Saturday 20 January 2018

Carillion and NEDs


 As the aftermath of Carillion begins to unwind, it is inevitable that concerns will be raised about the company’s corporate governance.  Among news reports on Monday, I heard the BBC’s attempt to talk to Baroness Sally Morgan: she said that as she had only been on the board since last July she wasn’t the person to talk to.

Now, I wouldn’t want to be put on the spot by a reporter in those circumstances but she is the senior independent director, a significant role. And she’s had six months to get used to it. Six very turbulent months, if reports are to be believed. I’m a little surprised that she hadn’t got her ducks in a row for the possibility of this outcome for the company.

The other female NED is Alison Horner who is also head of HR at Tesco. I’d have thought that job would be quite enough for anyone without the added workload of a NED post on a huge complex company in a completely different sector.

I think this raises an important question which, as far as I know, has never been researched: why do people seek NED appointments? The expectations placed on NEDs in the UK corporate governance regime are very high and, I have always thought, impossible to achieve.

When I interviewed audit committee chairs in FTSE 100 companies for my PhD research back in the 1990s, two of my interviewees were also FTSE 100 finance directors (when  did we start calling them Chief Finance Officers?
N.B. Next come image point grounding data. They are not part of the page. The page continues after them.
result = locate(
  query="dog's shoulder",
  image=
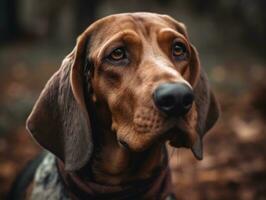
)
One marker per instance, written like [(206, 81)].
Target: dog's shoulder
[(47, 183)]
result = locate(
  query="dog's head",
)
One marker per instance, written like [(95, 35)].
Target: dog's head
[(140, 75)]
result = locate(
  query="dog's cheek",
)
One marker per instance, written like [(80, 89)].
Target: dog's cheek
[(147, 120)]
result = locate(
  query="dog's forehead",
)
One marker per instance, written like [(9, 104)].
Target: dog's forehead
[(138, 22), (143, 23)]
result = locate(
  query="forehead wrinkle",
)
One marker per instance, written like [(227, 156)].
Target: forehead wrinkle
[(97, 53)]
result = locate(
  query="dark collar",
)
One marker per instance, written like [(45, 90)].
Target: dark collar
[(156, 187)]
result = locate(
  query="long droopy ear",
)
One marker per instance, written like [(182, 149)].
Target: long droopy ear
[(59, 120), (206, 105)]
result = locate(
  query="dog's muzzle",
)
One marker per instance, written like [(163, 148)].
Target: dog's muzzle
[(173, 99)]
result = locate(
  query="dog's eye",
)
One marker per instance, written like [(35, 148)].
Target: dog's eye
[(118, 54), (179, 50)]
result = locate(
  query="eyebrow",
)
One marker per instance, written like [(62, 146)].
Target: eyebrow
[(115, 37), (172, 32)]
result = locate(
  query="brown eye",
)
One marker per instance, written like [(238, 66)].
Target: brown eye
[(118, 54), (179, 50)]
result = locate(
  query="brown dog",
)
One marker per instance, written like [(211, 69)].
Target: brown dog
[(132, 82)]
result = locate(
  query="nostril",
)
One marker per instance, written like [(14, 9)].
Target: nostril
[(187, 100), (167, 102)]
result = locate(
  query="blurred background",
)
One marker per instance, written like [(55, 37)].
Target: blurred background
[(230, 37)]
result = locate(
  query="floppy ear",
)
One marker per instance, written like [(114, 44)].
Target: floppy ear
[(59, 120), (207, 107)]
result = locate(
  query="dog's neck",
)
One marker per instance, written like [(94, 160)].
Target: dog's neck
[(113, 164)]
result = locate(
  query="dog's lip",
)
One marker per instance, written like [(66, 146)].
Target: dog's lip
[(124, 144)]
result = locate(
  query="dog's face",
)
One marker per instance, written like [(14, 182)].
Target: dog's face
[(139, 56), (146, 86)]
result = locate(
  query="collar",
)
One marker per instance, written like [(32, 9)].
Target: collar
[(156, 187)]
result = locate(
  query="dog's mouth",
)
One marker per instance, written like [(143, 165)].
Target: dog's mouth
[(175, 136), (150, 127)]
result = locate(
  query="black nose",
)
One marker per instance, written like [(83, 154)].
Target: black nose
[(173, 98)]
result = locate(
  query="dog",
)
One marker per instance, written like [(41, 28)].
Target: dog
[(132, 83)]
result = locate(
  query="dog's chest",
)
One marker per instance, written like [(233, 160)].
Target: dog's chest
[(47, 181)]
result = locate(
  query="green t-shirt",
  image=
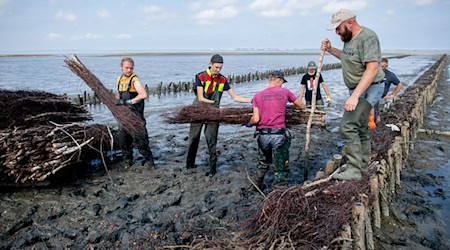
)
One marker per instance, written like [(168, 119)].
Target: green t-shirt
[(363, 48)]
And why?).

One explained that the chairman of his company had encouraged him to seek a NED appointment: he found it quite challenging in terms of time but saw a major advantage for his company in the information he was able to gather about how other companies grappled with similar problems to those he faced in his FD role.

The other FD held several NED appointments: he told me that he did this for intellectual stimulation and so that other companies could benefit from his extensive experience and it wasn’t that much of a challenge as he had his FD role running very smoothly and well under control (as it happens, that company disappeared not long after I talked to him…).
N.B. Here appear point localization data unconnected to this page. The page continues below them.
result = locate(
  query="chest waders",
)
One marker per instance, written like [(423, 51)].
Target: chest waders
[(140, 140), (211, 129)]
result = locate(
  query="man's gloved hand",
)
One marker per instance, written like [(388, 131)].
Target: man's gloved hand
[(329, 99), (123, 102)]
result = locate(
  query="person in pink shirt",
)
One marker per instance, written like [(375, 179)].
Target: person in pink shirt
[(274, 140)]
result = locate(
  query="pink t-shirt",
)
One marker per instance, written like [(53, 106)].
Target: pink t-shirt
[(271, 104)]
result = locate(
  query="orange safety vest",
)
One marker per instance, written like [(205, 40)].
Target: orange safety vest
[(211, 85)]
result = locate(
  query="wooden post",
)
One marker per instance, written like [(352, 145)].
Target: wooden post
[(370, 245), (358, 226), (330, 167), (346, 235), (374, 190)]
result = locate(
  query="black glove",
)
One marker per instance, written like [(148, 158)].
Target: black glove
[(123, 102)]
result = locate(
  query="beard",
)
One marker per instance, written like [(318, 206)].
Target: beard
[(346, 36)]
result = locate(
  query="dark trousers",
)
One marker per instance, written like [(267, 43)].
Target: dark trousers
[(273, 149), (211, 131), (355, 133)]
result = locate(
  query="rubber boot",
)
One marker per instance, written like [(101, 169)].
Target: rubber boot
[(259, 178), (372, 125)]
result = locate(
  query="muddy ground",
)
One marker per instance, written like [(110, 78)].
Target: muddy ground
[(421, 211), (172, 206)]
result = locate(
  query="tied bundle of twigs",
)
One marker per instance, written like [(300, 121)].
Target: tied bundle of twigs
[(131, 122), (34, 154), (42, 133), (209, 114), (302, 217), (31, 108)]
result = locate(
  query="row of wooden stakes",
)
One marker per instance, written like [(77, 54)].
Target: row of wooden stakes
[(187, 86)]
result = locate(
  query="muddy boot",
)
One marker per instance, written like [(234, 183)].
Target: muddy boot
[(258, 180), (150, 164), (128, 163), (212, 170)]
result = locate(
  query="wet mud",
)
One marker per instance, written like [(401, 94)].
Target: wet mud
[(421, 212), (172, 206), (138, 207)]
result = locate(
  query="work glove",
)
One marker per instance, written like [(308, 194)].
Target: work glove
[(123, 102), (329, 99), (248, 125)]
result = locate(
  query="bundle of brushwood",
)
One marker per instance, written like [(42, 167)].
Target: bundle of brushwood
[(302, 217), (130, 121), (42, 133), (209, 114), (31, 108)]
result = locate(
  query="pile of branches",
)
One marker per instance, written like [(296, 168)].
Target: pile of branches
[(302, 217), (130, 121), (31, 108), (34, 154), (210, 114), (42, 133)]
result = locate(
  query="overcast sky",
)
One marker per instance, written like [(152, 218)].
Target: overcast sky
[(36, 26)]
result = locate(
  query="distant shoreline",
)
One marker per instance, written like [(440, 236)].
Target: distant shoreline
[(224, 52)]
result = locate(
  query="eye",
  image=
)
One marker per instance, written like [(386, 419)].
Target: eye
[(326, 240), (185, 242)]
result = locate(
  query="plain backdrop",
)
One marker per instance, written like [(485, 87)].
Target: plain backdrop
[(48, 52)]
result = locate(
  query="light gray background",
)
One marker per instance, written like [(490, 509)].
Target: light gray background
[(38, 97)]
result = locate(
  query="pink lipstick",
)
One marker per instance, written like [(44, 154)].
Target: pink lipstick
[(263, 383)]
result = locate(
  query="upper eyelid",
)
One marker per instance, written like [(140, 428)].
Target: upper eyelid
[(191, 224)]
I once asked Adrian Cadbury why his committee set such store by NEDs, when there was already evidence from the US that they had difficulty in performing the oversight role assigned to them. With a twinkle in his eye, he first told me that that was the one thing that the committee could agree on … but then he explained his firm conviction, based on his own experience, that boosting the NED role would improve corporate governance.

That may well have been the case in the business environment of the late 1990s when boards included more executive directors than now and when there was a good supply of potential NEDs like Adrian: of sharp intellect, with many years of experience on boards and a strong belief in the public interest role of the public company. That generation is no longer with us: such men are few and far between these days.
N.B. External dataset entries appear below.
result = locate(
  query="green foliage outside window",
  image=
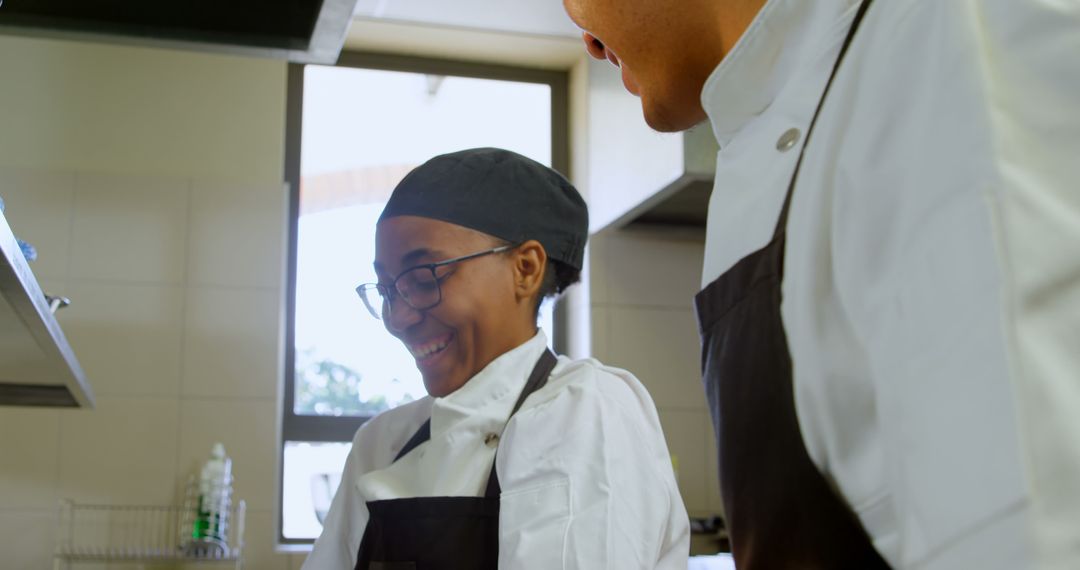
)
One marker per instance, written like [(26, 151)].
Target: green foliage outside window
[(326, 388)]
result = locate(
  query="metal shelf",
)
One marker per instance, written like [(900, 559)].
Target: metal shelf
[(145, 534), (37, 364)]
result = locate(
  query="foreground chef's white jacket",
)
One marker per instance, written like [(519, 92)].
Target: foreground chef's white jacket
[(585, 474), (932, 271)]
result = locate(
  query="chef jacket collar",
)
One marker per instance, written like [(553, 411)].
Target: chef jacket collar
[(494, 390), (784, 34)]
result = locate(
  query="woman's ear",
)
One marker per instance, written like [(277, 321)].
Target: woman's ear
[(530, 261)]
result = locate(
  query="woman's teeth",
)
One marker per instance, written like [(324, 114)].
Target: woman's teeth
[(428, 350)]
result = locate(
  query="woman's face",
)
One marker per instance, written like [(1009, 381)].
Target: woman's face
[(480, 315)]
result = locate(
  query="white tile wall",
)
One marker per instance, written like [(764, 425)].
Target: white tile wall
[(130, 228), (661, 348), (29, 446), (230, 344), (175, 319), (247, 430), (652, 269), (121, 452), (38, 208), (27, 539), (238, 235)]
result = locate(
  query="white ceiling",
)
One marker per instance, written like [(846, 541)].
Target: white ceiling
[(544, 17)]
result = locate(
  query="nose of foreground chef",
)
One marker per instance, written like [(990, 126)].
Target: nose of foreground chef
[(486, 302)]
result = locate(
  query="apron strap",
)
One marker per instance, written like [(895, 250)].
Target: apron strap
[(782, 221), (537, 379)]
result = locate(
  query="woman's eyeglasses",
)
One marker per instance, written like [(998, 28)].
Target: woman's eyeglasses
[(418, 286)]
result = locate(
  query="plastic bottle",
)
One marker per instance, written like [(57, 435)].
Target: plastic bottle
[(215, 490)]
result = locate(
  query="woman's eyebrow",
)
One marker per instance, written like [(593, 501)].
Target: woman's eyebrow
[(413, 258)]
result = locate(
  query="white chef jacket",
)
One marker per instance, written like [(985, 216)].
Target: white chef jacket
[(931, 292), (585, 474)]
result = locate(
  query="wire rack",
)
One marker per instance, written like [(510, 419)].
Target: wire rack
[(149, 534)]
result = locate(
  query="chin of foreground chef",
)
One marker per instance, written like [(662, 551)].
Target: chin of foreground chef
[(517, 458)]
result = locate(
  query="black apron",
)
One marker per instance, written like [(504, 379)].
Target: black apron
[(780, 511), (441, 532)]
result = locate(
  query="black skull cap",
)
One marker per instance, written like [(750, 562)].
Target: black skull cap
[(500, 193)]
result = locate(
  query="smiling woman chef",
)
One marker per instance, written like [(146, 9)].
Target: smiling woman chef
[(517, 459)]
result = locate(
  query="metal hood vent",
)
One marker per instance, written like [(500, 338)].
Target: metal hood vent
[(684, 202), (299, 30)]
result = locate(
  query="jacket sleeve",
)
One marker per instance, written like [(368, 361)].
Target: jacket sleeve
[(957, 254), (589, 484)]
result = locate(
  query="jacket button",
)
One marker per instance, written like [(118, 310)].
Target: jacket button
[(788, 139)]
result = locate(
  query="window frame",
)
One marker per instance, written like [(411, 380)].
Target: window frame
[(320, 429)]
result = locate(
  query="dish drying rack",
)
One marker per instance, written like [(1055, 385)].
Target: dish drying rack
[(149, 534)]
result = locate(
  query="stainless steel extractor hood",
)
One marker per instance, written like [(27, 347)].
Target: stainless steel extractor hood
[(298, 30), (37, 364)]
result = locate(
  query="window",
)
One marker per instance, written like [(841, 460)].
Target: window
[(354, 131)]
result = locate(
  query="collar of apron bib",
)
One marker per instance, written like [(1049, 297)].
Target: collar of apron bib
[(456, 461), (783, 35)]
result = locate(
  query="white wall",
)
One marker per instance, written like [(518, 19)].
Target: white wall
[(628, 161), (643, 285), (150, 182)]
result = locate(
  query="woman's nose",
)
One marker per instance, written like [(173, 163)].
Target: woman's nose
[(594, 46)]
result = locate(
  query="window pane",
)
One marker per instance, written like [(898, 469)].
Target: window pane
[(312, 473), (363, 131)]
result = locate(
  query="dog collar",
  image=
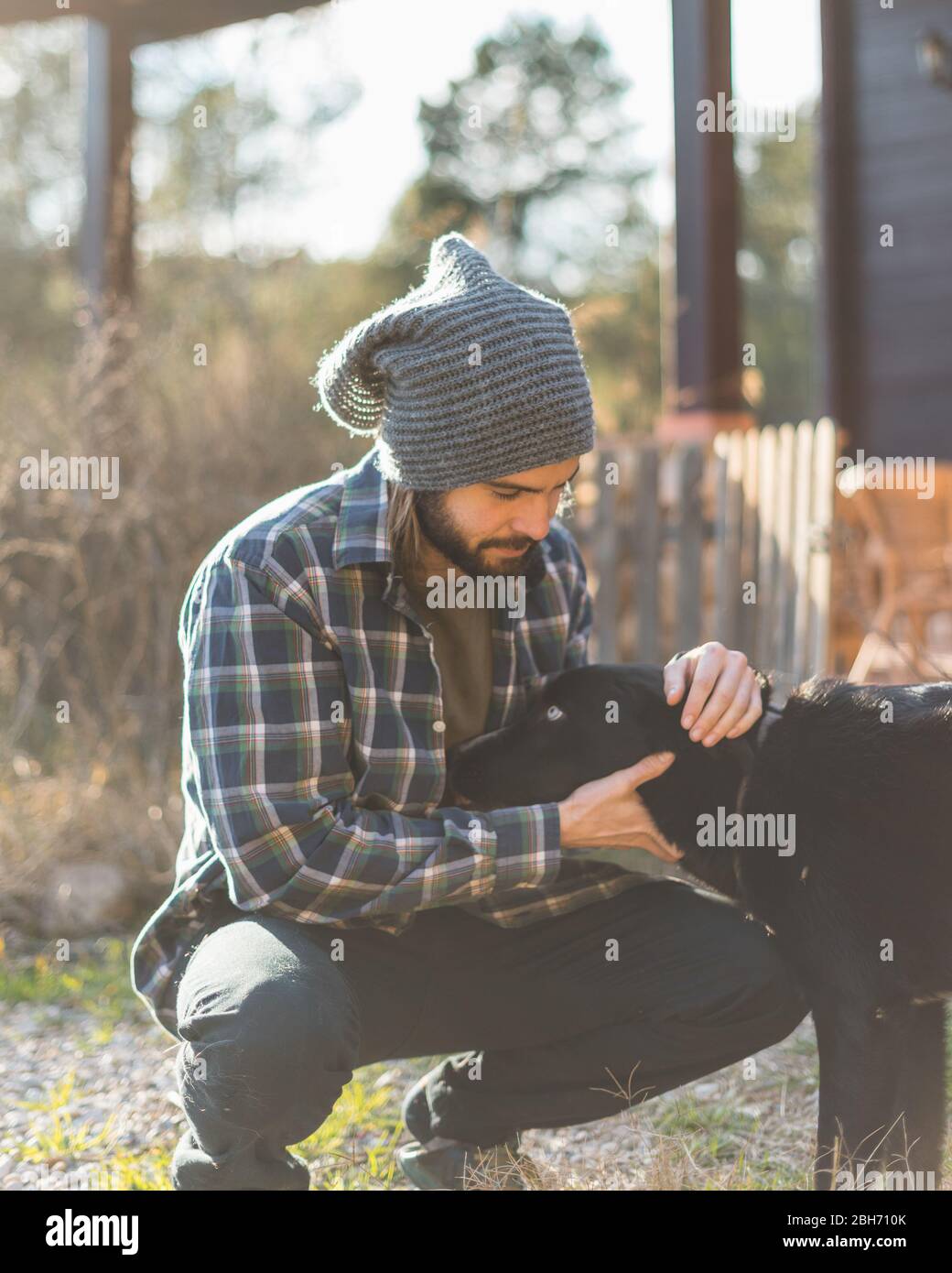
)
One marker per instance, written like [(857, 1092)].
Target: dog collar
[(765, 724)]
Yes, they were men. It would be even more interesting to know why women accept NED appointments. Today they are greatly sought after, since appointing female NEDs is a quick way to satisfy demands for board gender diversity. But we’re told that the pool of available candidates is still small because the pipeline through to senior executive appointments is still slow, so I wonder about the pressure this then places on the women in that pool. And are they the first choice of headhunters? An inability to recruit NEDs would be a powerful signal of corporate problems…


A better way to increase board gender diversity could be to enlarge boards and to bring back the members of the executive group to main board membership. This would also ensure that NEDs sit around the same table as senior executives. At the moment, it is unclear how such interaction takes place. If contact between the board and the executive group is mediated through the CEO, this surely undermines an important purpose of UK corporate governance arrangements. which were originally intended to boost the oversight function of NEDs and curb management power.

1 comment:

  1. We seem to have moved from board rooms populated by the directors of operational divisions of the company to a model with only CEO and CFO plus the NEDs, thus cutting off the NEDs from contact with the operational directors. I suspect this was a side effect of Cadbury's requirement for a board balanced between exec and NEDs. rather than recruit more NEDs, companies positioned fewer execs on the boards. In turn this gives rise to the "C Suite" where a plethora of chief something officers are appointed, CIOs, CROs, CAEs etc. It's a big difference in view of the world between being the chief something executive and being a board director with its governance accountability to the shareholders and in the smaller board there is less opportunity for an individual to learn from their peers.